Runtime Environment, GPUs, and the Domestic Network
MeetingAI does not handle the installation of Python itself, but the backend can detect whether:
- Python;
- CPU;
- Memory;
- NVIDIA GPU;
- Video memory;
- CUDA;
- PyTorch CUDA;
- FFmpeg;
- Core dependencies;
- ASR engines and models.
It supports commonly used Pip mirrors in mainland China, ModelScope and HuggingFace model sources, as well as HTTP(S) and SOCKS5 proxies.
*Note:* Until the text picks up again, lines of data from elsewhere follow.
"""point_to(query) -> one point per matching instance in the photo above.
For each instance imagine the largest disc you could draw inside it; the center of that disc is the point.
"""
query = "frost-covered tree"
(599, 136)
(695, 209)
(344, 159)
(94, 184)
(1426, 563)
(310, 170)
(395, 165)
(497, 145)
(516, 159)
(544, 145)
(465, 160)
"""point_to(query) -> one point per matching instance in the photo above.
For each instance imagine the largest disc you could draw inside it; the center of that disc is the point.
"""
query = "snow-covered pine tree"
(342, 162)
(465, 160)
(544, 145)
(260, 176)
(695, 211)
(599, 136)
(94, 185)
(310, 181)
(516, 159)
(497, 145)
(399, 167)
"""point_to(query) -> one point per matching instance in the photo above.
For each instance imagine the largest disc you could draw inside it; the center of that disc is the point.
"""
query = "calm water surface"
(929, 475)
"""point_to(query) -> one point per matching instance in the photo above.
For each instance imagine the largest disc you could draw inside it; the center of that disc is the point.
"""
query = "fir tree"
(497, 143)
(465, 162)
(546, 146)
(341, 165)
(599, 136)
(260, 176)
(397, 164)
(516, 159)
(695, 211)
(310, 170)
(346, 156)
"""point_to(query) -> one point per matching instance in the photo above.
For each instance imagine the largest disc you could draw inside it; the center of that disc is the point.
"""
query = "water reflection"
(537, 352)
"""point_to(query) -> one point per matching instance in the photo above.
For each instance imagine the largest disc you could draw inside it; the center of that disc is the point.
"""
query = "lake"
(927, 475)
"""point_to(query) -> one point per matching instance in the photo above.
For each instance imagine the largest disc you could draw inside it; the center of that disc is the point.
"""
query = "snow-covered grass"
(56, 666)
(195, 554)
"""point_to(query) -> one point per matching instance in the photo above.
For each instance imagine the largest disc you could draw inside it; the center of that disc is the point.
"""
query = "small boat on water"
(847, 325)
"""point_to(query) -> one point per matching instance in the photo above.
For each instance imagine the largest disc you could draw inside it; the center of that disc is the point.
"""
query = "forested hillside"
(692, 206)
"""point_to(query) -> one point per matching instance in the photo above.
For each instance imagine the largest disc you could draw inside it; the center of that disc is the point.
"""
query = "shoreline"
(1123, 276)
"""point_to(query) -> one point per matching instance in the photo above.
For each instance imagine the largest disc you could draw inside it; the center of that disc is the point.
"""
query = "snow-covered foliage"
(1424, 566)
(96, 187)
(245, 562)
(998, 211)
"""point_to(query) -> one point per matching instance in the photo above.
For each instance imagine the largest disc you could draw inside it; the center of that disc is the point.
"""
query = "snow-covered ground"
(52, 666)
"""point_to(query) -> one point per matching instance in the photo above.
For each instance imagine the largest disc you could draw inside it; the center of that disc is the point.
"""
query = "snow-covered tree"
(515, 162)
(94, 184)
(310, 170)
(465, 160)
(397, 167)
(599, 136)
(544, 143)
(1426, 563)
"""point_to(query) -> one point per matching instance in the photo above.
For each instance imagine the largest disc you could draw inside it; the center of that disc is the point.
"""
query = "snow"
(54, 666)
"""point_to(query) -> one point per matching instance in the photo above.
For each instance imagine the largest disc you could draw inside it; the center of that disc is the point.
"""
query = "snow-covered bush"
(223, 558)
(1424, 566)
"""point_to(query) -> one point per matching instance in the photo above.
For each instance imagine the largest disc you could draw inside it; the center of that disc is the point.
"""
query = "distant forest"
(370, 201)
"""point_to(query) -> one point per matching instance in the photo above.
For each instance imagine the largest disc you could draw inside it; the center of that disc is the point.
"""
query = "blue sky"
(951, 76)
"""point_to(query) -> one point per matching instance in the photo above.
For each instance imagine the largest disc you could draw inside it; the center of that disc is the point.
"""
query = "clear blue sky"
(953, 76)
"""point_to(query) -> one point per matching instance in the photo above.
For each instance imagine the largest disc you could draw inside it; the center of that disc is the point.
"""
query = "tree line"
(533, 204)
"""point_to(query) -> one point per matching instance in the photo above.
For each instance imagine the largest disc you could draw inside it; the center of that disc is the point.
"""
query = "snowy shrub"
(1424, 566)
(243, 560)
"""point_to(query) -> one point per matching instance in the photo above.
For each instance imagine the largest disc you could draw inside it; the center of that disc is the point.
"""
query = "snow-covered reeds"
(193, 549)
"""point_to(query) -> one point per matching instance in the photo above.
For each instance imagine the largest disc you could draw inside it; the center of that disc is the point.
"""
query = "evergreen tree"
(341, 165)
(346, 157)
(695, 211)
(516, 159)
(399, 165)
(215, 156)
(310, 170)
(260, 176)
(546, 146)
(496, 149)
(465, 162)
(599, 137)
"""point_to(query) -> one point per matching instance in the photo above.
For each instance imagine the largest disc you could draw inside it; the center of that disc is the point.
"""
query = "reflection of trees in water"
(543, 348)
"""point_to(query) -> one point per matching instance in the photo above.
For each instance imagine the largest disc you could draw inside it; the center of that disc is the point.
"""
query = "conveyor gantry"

Proxy scopes are separate; for example, you can configure the system so that only model downloads go through the proxy, while local Ollama requests bypass the proxy.
The left sidebar can now be collapsed
Version 2.1.1 also includes a simple but practical UI adjustment: the left-side navigation bar on the desktop version can now be collapsed.
When expanded, you can see:
MeetingAI
Meeting Intelligence
Home
Past Meetings
Backend Settings
When folded, only the icon and status light remain, freeing up more horizontal space for the three-column meeting workspace.
The sidebar state and the three-column collapse/expand feature within the meeting are two completely separate layout mechanisms; collapsing the left-side menu will not cause the three-column workspace to switch to a vertical layout.

Windows Installation Guide for Beginners
The following is written in a way that even someone new to Python can follow along.
Step 1: Install Python
MeetingAI Requirements:
Python 3.10 or later
Python 3.11 is recommended for 64-bit Windows environments.
When installing Python, be sure to check the following box:
Add python.exe to the PATH
After installation is complete, open CMD:
python --version
If you see:
Python 3.11.x
This is normal.
Step 2: Download and unzip MeetingAI
Unzip the WordPress download package into a simple directory, for example:
D:\MeetingAI
Do not double-click the program directly inside the ZIP archive.
Step 3: Install Core Dependencies
Double-click directly:
install_core.bat
Or run the following in CMD:
cd /d D:\MeetingAI
python -m pip install -r requirements.txt
Step 4: Start
Double-click:
start.bat
Or:
python meetingai.py
The first time you run it, it automatically generates runtime files such as the Web UI, Prompt, and Schema, as well as:
FIRST_RUN_PASSWORD.txt
Log in using the password in this file.
The default local address is usually:
http://127.0.0.1:7777
The address displayed when the terminal starts up shall prevail.
Step 5: Run the self-test once
python meetingai.py --self-test
If the self-check is successful, proceed to the backend to configure ASR and the AI provider.
Step 6: Configure ASR
Enter:
Backend Settings → Runtime Environment
First, let's look at the system diagnostic results.
Faster-Whisper
You can simply:
Double-click install_asr_whisper.bat
Or:
python -m pip install -r requirements-asr-whisper.txt
FunASR / SenseVoice
FunASR users should first install PyTorch + torchaudio that are compatible with their computer's CPU/GPU, and then:
Double-click install_asr_funasr.bat
Or:
python -m pip install -U funasr modelscope
Verify the GPU:
python -c "import torch; print(torch.__version__, torch.cuda.is_available())"
Step 7: Install FFmpeg
If you want to:
- Local ASR;
- Import MP3/M4A/MP4;
- Processing long recordings;
We recommend installing FFmpeg.
In CMD:
ffmpeg -version
If the version is displayed, everything is working properly.
You can also enter it in the admin panel ffmpeg.exe The full path to .
Step 8: Configure the AI Provider
Enter:
Backend Settings → AI and Scheduling
Can be connected to:
- Local Ollama;
- OpenAI-compatible Provider;
- Other compatible interfaces.
Once configuration is complete, you can use features such as Meeting Intelligence, AI Assistant, AI Notes, and ASR semantic verification.